Monthly Archives: September 2009

8 Tips to Get Started with Marketing Automation

“Where do I start?” is the question I get asked most by attendees of the MarketingSherpa B2B Marketing Summit in San Francisco. Marketing Automation is still very new for many companies, and it’s not immediately obvious how you can get started step-by-step. In this post I listed 8 ideas to address this question (and feel free to share yours in the comments!).

Choose Your Products and/or Business Unit

If you start doing marketing automation or lead nurturing, first focus on the most attractive subset of your prospects. For example, focus on a particular product or market segment with a high value. SAGE Publications, one of the presenters at the conference, has many business units with different marketing needs. They first focused their marketing automation efforts on academics who pick the text books for their classes, because winning over one teacher could mean selling hundreds of text books.

Make Sure You Have Enough Leads

An often made mistake is to nurture too small a database. If your problem is lack of raw leads, first address that problem. Genoo, another presenter, used Social Media to fill their prospect database, primarily leveraging LinkedIn Groups and LinkedIn Answers.

Set Your Goals

What is going to make your boss really happy? Is it more qualified leads, a higher percentage of marketing-sourced opportunities, better ROI on marketing investment, customer loyalty, or something else? Pick the most important one and make sure you deliver. The presentation of Ness Technologies clearly pointed out that the CFO can spend money in many ways: make sure you can justify the CFO’s investment in marketing.

Describe Your Lead Flow

Leads go through various stages, from new leads to existing customers. In each stage the follow-up may be different. Find out in which stage marketing can contribute most in the short term. Tom Hayden from SAGE Publications created a flowchart that guided discussions in the entire organization, from the sales teams to the CEO. It was used to gain consensus and set the right priorities.

Improve Your Data Quality

Marketing automation only works if you clean up junk leads, merge all duplicates, normalize company names, and verify all contact information.

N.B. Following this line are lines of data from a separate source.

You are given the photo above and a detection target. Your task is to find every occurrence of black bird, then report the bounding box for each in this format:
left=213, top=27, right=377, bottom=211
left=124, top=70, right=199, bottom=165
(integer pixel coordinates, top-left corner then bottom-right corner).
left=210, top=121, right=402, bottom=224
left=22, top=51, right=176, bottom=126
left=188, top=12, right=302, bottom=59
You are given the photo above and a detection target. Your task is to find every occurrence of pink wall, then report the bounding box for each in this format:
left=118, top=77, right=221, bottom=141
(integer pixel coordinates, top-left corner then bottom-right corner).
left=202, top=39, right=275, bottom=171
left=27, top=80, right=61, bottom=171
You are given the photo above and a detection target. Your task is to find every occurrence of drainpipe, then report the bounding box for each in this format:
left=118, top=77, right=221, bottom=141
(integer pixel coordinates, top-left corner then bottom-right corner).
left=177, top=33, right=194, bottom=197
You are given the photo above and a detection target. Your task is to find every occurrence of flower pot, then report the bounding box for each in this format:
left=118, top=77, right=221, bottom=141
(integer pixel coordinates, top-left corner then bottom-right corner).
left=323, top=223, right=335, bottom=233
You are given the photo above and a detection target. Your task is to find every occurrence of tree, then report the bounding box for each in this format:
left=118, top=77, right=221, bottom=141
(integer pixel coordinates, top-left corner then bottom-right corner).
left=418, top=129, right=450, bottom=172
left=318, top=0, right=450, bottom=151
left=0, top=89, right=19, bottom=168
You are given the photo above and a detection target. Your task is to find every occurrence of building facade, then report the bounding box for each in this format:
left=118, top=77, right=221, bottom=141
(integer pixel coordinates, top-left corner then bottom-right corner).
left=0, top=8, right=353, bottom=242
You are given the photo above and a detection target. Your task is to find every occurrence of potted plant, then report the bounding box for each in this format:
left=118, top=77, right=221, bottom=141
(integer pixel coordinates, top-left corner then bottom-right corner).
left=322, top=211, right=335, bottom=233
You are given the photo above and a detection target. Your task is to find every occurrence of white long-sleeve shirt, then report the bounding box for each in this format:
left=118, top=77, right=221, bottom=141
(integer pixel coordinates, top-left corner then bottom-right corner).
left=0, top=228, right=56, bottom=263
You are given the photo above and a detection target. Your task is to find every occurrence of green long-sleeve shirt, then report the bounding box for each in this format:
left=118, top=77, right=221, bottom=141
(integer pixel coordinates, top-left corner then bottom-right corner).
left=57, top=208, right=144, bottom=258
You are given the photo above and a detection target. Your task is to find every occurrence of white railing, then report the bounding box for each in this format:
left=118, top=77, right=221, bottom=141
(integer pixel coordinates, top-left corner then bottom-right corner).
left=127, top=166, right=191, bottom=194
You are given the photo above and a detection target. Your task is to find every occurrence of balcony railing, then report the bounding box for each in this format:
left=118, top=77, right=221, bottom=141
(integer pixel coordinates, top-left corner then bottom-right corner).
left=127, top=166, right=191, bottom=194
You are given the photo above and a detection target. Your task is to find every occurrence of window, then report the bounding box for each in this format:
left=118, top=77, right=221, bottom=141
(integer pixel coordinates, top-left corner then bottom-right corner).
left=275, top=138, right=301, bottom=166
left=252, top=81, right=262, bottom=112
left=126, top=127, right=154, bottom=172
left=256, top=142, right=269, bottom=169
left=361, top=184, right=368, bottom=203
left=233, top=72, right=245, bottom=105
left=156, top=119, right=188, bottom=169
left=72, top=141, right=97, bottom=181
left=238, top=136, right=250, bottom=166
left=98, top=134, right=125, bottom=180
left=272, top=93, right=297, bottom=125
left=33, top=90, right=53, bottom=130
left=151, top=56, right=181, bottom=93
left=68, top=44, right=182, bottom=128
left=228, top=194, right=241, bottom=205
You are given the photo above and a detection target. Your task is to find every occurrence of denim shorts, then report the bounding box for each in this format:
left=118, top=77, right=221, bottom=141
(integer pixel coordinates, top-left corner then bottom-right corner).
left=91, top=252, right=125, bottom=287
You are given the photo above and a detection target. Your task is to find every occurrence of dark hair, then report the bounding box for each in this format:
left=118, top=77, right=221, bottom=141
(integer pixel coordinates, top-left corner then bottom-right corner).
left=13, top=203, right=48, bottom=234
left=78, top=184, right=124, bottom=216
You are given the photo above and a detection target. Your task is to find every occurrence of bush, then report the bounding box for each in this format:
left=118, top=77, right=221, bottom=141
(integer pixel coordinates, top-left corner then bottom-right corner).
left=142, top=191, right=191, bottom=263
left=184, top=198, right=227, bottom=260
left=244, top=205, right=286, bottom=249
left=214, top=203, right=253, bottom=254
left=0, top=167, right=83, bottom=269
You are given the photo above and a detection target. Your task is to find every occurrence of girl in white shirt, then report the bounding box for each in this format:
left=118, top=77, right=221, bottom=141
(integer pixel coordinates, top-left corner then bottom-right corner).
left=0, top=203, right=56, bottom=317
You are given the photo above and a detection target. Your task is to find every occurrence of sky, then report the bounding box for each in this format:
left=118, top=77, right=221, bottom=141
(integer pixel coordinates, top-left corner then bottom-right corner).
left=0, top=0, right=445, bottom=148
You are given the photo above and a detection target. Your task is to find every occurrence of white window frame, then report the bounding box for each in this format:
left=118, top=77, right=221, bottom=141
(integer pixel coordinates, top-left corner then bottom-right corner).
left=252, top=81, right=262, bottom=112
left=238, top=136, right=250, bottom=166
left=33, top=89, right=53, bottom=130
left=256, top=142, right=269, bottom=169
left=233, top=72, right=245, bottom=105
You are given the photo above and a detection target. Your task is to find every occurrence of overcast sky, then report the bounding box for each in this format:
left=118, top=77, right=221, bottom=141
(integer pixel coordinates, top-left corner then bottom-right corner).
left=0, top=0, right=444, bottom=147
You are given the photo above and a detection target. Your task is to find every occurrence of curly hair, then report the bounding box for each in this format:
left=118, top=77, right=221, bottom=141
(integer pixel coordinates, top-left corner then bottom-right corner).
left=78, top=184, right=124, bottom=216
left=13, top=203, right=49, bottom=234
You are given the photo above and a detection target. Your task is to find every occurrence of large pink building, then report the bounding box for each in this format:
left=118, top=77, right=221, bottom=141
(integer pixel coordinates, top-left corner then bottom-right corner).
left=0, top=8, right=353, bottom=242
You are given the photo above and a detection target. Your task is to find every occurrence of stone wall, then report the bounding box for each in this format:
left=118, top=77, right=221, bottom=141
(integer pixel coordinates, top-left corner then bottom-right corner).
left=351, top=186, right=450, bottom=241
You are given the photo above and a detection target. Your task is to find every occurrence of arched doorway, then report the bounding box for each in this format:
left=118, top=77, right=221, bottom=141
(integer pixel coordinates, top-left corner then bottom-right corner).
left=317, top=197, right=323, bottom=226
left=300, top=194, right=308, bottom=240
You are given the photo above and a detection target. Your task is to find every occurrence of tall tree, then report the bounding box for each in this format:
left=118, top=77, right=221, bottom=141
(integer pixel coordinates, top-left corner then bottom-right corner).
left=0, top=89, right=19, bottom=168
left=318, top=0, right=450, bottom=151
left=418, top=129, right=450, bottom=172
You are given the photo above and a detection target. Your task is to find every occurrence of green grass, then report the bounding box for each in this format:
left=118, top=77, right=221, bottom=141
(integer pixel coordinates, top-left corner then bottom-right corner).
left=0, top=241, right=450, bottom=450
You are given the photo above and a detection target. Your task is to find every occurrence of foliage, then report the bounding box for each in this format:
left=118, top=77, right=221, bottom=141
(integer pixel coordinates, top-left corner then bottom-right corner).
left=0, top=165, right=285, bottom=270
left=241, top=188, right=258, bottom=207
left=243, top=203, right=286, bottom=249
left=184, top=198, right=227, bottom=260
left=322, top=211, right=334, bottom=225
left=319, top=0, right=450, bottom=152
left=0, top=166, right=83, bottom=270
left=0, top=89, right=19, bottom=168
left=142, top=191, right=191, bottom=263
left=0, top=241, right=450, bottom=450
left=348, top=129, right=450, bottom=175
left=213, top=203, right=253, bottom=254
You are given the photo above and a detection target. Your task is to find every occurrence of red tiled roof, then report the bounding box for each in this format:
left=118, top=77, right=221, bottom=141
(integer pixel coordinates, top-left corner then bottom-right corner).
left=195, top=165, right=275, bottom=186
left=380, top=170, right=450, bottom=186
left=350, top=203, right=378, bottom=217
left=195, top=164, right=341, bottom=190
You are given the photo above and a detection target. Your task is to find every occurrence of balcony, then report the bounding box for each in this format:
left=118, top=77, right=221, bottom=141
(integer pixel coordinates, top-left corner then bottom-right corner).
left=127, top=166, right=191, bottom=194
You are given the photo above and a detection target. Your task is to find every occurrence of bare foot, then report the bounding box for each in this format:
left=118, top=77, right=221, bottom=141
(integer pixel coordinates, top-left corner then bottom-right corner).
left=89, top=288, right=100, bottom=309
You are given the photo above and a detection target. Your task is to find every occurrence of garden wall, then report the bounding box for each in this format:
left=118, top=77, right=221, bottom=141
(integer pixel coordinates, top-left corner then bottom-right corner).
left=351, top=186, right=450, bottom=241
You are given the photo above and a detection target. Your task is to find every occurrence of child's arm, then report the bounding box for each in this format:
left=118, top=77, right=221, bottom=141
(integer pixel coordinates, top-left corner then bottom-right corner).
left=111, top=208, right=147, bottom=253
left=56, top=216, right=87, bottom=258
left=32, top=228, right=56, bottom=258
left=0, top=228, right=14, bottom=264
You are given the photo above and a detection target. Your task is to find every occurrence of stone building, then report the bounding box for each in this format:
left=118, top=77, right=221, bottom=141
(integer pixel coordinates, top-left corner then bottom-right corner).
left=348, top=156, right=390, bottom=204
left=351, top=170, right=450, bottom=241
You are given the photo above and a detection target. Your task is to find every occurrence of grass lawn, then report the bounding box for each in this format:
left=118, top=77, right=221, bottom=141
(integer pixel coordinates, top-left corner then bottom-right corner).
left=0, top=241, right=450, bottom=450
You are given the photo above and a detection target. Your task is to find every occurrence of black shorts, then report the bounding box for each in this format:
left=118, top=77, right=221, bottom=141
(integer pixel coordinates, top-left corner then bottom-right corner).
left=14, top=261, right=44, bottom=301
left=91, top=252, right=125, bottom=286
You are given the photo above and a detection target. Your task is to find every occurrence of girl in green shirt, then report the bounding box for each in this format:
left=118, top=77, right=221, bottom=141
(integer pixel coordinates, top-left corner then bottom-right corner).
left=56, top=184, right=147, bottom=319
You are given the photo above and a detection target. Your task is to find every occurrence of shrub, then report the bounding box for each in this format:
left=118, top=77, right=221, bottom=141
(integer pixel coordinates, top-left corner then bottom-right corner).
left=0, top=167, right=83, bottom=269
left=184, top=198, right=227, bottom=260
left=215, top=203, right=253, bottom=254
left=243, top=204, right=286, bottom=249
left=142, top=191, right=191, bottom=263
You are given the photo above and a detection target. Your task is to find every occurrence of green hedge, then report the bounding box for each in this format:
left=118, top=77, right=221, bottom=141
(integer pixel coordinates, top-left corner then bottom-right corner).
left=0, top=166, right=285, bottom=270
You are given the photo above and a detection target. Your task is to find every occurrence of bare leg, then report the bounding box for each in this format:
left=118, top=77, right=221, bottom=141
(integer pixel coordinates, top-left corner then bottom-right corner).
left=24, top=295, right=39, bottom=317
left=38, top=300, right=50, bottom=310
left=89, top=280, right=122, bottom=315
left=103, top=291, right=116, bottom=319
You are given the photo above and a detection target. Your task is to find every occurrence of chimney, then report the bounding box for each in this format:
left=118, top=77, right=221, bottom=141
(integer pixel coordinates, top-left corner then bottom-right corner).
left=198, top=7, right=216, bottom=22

Additionally, enriching the data with the prospect’s interests makes it possible to better target your campaigns. National Instruments, another presenter at the MarketingSherpa conference, used website behavior to enrich the prospect profile and personalize lead nurturing campaigns.

Create Some Good Content

The key ingredient for lead nurturing is high-quality content, not about your solution itself, but about the broader issues that it addresses. Although more content is better, you can already start nurturing with a few pieces of good content. For example, Ness Technologies used 3 well-chosen content assets to run an entire campaign.

Make Sales Happy Quickly

Improved marketing will drive better-quality leads to sales, but it takes time and trial-and-error to get there. Create some goodwill by giving sales some quick results, for example a tool that alerts them when prospects visit the website. Or give them more background information on prospects: how did they find the website, which pages did they visit, what whitepapers did they download, and so on.

Don’t Worry About Failure

Okay, this may sound a little strange, but failure is not a big issue in online marketing. Just recognize it and change course and soon as possible. You can measure results fairly quickly, so use this information to learn as you go.

MarketingSherpa B2B Summit Comes Recommended

What impressed me about this conference is how well the speakers were selected. In this post I’ve only mentioned a couple of speakers, but all speakers brought up very relevant issues, and creative solutions to common marketing problems. If you’ve missed this conference, you can still attend the B2B Marketing Summit in Boston on October 5 and 6.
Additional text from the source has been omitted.